Although we have already posted some information on Gardenia actinocarpa there is a follow-up story……………..
We have two plants growing in tubs on our verandah, so that we can maximize our enjoyment of their delightfully intense perfume. The two verandah plants both produce only female flowers. Both our plants continually set seed which surprised us as they are the only Gardenia actinocarpa growing on the property. So where did the male pollen grains come from? At first we thought that perhaps the seed would be infertile. However, we were able to germinate a few seed and we grew a couple of very healthy, sturdy plants that eventually flowered themselves – beautiful white flowers which have a lovely perfume, not quite as intense as the female parent but the flowers are dramatically larger with a 90mm diameter when fully opened.

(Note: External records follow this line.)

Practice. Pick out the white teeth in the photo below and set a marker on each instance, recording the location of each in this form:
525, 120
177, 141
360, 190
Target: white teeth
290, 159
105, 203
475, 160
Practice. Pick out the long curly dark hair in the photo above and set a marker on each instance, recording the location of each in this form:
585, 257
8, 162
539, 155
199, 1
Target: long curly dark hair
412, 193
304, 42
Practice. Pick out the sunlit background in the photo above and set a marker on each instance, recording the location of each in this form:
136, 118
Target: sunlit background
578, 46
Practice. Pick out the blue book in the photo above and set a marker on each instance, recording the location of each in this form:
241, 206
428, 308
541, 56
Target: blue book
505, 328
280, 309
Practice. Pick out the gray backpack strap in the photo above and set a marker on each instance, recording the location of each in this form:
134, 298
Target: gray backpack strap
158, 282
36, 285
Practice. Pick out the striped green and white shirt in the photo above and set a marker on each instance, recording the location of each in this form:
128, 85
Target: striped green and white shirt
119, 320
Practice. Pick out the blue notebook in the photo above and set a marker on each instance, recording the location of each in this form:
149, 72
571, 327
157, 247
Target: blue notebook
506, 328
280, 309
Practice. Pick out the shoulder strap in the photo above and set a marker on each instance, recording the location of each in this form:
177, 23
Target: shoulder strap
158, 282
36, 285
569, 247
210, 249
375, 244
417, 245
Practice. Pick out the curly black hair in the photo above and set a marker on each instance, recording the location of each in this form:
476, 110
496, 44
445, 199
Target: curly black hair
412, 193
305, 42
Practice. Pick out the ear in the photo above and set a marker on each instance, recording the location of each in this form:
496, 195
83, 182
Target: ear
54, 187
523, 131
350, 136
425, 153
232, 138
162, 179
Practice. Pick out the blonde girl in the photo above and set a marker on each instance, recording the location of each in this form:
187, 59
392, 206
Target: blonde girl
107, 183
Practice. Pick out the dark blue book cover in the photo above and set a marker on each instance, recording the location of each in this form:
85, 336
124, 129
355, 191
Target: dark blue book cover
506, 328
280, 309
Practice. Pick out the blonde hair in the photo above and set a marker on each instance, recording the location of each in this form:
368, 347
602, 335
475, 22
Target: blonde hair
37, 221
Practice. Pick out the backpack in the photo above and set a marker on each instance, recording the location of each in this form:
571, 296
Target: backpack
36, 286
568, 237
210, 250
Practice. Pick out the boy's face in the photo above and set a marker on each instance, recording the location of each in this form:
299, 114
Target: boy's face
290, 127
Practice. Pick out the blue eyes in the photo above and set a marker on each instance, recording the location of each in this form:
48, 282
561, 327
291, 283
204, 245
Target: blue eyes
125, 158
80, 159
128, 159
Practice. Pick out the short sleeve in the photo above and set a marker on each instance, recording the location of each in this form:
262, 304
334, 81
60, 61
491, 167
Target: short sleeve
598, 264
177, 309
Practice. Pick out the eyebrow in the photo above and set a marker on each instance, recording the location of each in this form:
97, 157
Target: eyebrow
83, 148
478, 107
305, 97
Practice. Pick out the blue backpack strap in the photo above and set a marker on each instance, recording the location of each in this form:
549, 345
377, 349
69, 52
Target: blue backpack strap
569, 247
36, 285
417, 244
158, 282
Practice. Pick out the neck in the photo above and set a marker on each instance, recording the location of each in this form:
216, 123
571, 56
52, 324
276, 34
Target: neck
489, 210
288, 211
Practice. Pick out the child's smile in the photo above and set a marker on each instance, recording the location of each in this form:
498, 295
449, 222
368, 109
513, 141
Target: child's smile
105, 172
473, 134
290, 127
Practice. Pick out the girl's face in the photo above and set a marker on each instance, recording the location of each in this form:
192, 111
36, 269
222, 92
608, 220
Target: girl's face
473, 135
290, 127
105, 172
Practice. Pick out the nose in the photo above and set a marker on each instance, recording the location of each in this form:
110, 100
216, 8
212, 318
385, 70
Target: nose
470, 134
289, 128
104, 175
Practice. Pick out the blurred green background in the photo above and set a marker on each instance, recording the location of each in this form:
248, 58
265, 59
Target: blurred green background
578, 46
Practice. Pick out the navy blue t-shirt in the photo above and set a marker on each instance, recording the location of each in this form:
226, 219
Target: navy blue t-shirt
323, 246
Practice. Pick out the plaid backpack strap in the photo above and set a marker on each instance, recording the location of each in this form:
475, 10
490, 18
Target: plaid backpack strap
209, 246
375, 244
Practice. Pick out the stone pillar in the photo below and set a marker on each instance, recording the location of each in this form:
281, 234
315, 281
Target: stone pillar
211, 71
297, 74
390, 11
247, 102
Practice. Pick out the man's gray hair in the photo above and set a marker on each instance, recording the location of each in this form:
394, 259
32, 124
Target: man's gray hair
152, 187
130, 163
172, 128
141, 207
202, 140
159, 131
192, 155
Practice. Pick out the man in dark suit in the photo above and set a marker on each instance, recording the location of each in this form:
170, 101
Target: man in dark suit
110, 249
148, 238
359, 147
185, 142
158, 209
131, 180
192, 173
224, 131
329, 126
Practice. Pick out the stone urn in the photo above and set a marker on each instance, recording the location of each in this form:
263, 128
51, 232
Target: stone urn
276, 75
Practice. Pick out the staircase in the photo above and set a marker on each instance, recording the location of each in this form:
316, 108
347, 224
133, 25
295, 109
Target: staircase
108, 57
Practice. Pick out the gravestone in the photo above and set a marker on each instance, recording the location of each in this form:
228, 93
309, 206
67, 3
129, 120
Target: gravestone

After a little head scratching we realized that the progeny bear many similarities to a Gardenia scabrella which is growing in the garden on the other side of the house. Our G.scabrella, which produces only male flowers, was purchased from a nursery, its area of natural distribution is further north on Cape York Peninsula. It is a hardy shrub with large, white flowers completely lacking in scent. The photo below is of a young flower which has not fully opened.
We rarely see our G. scabrella without flowers so cross pollination is not hard to envisage. The leaves of the new hybrid shrubs are very similar to the leaves of G. scabrella, the shrubs have a similar sturdy growth habit and while the flowers look like G.scabrella they have a perfume similar to, but slightly less intense than the female parent G. actinocarpa. So, in a serendipitous moment we have accidentally brought two plants close enough to cross-pollinate and succeeded in growing a hardy shrub which produces large, beautifully scented flowers for much of the year.